Read The Broken Universe Online
Authors: Paul Melko
“Die a slow death, dup pig,” he said.
John stepped on his arm and pressed down, until the man gasped.
“Tell Gesalex that he and anyone who wants to can leave this universe for free,” John said slowly. “Do you understand me?”
The man didn’t answer, so John leaned harder until he screamed.
“Ah! Fine! I’ll tell him!”
“Here come the police,” Grace said. Lights were flashing through the windows. John let his foot off the thug. It wouldn’t do to be seen torturing their trussed thief.
After two hours, the rescue squad managed to raise the second thug from the quarry floor. He had multiple broken bones. The first was hauled away in the sheriff’s car, to be charged with breaking and entering. Grace had mentioned the restraining order, and if they could prove that either man was an employee of Grauptham House, they’d add the charge of violating a judge’s order.
“They know about our warehouse,” Henry said.
“We shouldn’t have built a device here,” John said.
“It doesn’t matter,” Grace said. “They didn’t get it open.”
“I think we need a security guard on-site, all the time,” Henry said.
“I think we need to deal with the Alarians once and for all,” John said.
“You said it.”
* * *
He dropped Henry Top and Grace Top at Henry and Grace’s house in the suburbs of Toledo. Then he drove to the new apartment he and Casey were sharing. They’d moved after the assault by the other Alarian thugs. How long before the Alarians knew their new address?
They knew where the pinball factory was, they’d known where the Rayburns lived, and they now apparently knew the Wizards had something going on in the quarry warehouse. John felt no safety at all in Universe 7650. Maybe it was time to leave for some other location. He could move Casey and him to 7651. There was no Casey Top or John Top.
With ten actively settled universes, 7650 held little real value. Except that it was the clearinghouse for most of their money transactions. Any arbitrage was converted into gold, silver, or platinum and transferred to 7650 for conversion into cash.
“So what happened?” Casey asked. John had called her after the police arrived, but couldn’t explain because the sheriff had wanted his statement.
“More Alarian thugs,” he said.
“Again? We need to put a stop to this.”
“My thoughts exactly,” John said. “They won’t leave us alone. They know where we work. It’s just a matter of time before they hurt us in their attempts to get the gate technology.”
“We don’t even know who they are,” Casey said.
“We can guess if we see a corporate roster,” John said with a laugh.
“Yeah, they’re all Crudadud, or Yuffamix, or Slartibartfast,” Casey said, joining in his laughter. “All we need is a phone book.”
“Did you want to comb through the Pittsburgh white pages?”
“No, not really.”
Casey, dressed in one of his T-shirts and devoid of any makeup, looked absolutely heavenly to him as she stood in the doorway to the kitchen. He finished pouring his glass of milk, almost spilling it as he looked at her.

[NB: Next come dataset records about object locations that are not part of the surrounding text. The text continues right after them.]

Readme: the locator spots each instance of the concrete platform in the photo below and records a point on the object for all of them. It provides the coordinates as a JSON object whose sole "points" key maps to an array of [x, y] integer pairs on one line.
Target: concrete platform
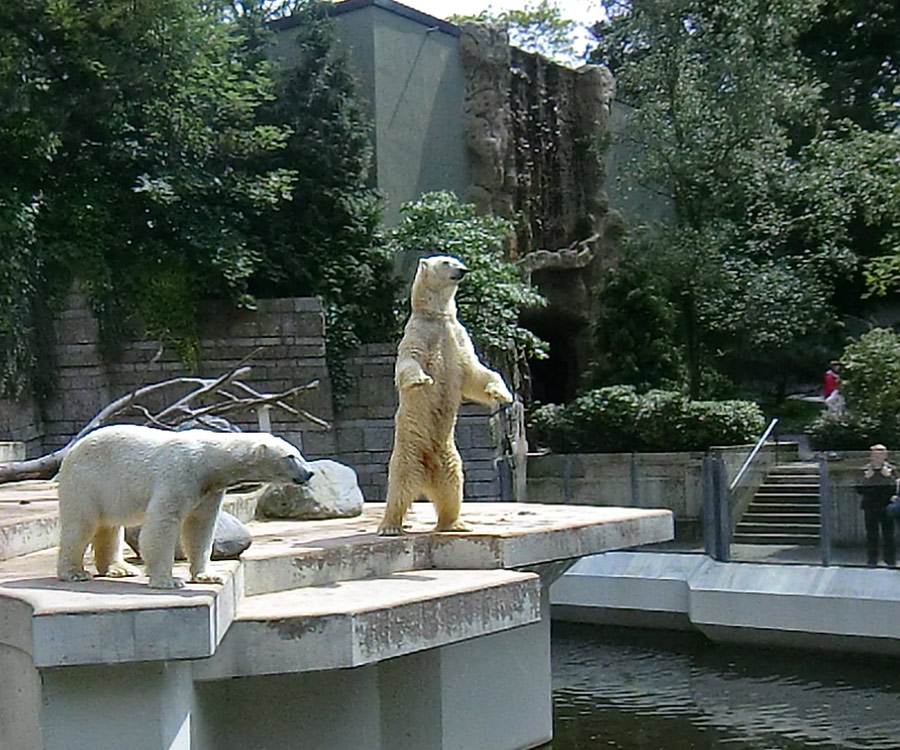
{"points": [[426, 631]]}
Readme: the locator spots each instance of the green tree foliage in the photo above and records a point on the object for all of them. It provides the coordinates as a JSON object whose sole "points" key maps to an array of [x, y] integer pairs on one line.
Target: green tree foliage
{"points": [[155, 154], [493, 294], [618, 418], [773, 203], [853, 47], [131, 162], [538, 27]]}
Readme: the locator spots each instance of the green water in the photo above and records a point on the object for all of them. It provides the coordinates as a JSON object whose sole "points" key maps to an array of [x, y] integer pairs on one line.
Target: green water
{"points": [[658, 690]]}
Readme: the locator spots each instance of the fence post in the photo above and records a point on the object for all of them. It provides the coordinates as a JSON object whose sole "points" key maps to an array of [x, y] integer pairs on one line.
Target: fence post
{"points": [[825, 520], [716, 508], [635, 498]]}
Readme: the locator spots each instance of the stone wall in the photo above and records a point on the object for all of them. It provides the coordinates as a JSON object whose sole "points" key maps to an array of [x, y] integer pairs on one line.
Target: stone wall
{"points": [[290, 334]]}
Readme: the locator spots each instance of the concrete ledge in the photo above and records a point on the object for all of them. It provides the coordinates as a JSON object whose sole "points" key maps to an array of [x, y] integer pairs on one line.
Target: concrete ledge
{"points": [[778, 605], [352, 623], [107, 621]]}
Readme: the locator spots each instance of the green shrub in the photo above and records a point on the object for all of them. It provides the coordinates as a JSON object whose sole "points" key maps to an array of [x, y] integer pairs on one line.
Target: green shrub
{"points": [[618, 418]]}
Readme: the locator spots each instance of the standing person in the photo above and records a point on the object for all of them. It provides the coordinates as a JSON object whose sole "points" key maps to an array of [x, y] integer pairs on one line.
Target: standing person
{"points": [[878, 485], [831, 388]]}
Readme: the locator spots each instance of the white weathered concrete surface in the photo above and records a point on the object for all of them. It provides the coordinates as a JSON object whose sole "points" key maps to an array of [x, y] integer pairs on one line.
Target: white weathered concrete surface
{"points": [[431, 638], [352, 623], [786, 605]]}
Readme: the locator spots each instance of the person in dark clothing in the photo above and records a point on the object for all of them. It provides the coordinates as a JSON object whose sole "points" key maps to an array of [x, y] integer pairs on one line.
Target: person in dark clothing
{"points": [[878, 487]]}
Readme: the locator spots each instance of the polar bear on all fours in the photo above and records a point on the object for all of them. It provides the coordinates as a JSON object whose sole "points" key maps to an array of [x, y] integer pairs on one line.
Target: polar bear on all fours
{"points": [[437, 369], [171, 482]]}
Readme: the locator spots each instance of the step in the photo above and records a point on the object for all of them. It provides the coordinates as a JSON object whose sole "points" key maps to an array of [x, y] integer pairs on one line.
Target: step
{"points": [[787, 489], [769, 528], [806, 480], [788, 497], [811, 540], [353, 623], [776, 518], [106, 621]]}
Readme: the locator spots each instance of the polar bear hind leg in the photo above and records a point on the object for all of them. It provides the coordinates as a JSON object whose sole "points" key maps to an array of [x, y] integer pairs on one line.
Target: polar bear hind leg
{"points": [[446, 491], [197, 537], [107, 546], [74, 537], [406, 482]]}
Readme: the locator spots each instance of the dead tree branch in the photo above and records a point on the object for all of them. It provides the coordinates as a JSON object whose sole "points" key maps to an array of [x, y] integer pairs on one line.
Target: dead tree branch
{"points": [[190, 406]]}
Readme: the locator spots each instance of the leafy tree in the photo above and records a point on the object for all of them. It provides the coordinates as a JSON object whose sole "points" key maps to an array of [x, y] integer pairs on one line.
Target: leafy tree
{"points": [[770, 202], [133, 165], [326, 240], [853, 47], [493, 295], [870, 383], [538, 27]]}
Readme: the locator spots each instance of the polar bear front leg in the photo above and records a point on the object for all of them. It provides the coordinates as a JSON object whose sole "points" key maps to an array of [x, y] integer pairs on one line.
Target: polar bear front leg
{"points": [[410, 374], [158, 536], [197, 533], [108, 558], [74, 536]]}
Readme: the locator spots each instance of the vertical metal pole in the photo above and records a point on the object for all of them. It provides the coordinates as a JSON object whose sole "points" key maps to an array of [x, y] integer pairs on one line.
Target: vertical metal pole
{"points": [[723, 509], [825, 519], [708, 500], [635, 499]]}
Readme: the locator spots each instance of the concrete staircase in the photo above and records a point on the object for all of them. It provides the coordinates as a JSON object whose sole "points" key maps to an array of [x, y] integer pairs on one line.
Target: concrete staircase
{"points": [[785, 509]]}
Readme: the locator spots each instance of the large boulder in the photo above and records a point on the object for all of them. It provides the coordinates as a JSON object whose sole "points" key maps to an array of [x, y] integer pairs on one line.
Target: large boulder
{"points": [[333, 492], [230, 538]]}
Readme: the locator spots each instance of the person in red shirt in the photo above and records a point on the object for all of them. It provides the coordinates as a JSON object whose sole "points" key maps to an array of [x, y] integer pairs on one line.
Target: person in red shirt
{"points": [[832, 380]]}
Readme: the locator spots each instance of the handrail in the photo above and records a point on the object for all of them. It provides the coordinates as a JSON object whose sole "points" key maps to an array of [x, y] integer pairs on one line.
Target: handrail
{"points": [[756, 448]]}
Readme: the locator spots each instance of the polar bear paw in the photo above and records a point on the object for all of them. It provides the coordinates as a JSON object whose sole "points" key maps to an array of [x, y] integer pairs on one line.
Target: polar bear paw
{"points": [[120, 569], [168, 582], [390, 529], [456, 525], [206, 578], [75, 575]]}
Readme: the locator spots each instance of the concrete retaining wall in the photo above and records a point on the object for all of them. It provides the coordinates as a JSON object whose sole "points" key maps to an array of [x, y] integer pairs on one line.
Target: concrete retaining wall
{"points": [[644, 480]]}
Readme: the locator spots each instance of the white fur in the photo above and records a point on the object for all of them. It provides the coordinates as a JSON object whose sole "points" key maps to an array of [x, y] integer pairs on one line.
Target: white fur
{"points": [[436, 369], [170, 482]]}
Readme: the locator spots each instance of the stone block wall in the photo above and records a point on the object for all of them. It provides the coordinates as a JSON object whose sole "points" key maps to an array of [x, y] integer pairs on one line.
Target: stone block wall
{"points": [[288, 332], [290, 336]]}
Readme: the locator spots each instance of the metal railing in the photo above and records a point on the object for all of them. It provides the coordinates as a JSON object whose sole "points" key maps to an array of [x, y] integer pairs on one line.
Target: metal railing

“Oops,” she said. “You almost spilled it all.”
“I know, I was just thinking, and I was distracted.”
“Oh, yeah, what were you thinking?” Casey reached up and wrapped her arms around his neck.
He didn’t tell her what he had been really thinking, that he should marry Casey, just like Prime had married his own Casey. Instead he said, “That there are a million universes without any Alarians at all.”
“Yeah. It would be nice to take a permanent vacation from them,” she said.
“But I don’t think Grace wants to cede this universe just yet,” he said.
“She’s hired private investigators to find out the Grauptham House and EmVis employees and owners,” Casey said. “She’s pulled off this restraining order, and we managed to buy ourselves back from them. It’s a good fight. But deadly.”
“Yeah, but we’re constrained by the law, and they aren’t. They don’t give a crap for law,” John said. “Prime would know what to do.”
“Prime? Why do you always invoke his name when something hard needs to be done?”
John shrugged. “I don’t, but he knows what to do. He knows how to take action.”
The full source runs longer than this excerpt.